Solu darbelerle ezen şeye biz Kemalizm değil, emperyalist kapitalizm diyoruz. Türkiye’de eskiden sosyalist olup da şimdi postmodernist liberal, kimlikçi, anarko-nihilist, Kürt milliyetçisi, acayip derecede “demokrat” vs olan herkes Kemalizm’in kabuğunu kırıp kanat çırparak işe başladı, işbirlikçiliğe aday birer civciv olarak korunup kollandı ve ödüllendirildi. Demek ki burada bir kriter var. Kemalizm’in gerisine düştüğünüz zaman kendinizi emperyalizmin yanında, her türlü işbirlikçinin içinde buluyorsunuz.
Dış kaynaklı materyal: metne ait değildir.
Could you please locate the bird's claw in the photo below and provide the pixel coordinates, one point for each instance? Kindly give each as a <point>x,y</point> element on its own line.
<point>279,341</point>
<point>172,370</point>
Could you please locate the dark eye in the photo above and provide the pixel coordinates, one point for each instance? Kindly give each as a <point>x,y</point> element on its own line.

Modaya kapılarak Kemalizm’i tarif etmeyi bırakın da bir sosyalizm tarifi yapın bakalım, ne diyeceksiniz? Dünyanın bütün sosyalistleri ve bütün işçi sınıfları, tarihin her döneminde, burjuvazinin işbirliği yaptığı ya da tüydüğü yerde kendi yurtlarını, kendi misak-ı millilerini emperyalizme ve her türlü işgalciye karşı savunmuşlardır. Tek bir istisnası yoktur. Haziran Ayaklanması da özünde işbirlikçi gericiliğe karşı ulusalcı bir ayaklanmadır; o sırada iktidarı korkutan sol sloganlar değil, genç Mustafa Kemal’in resimleri ve askerleriydi. İçi boş kabukmuş! Hani derler ya, civciv yumurtadan çıkmış, kabuğunu beğenmemiş...
Haziran Ayaklanması’nın potansiyelini parçalayan, HDP’den ve onun gündeminden kendisini ayıramayan sosyalist sol olmuştur.
Neyse... Özetle, bir türlü sol liberal, postmodernist, kimlikçi entelektüel gibi bir şey, hatta anti-Kemalist bir “demokrat” bile olamadım. Onu söyleyecektim, konu dağıldı biraz... Olacak o kadar.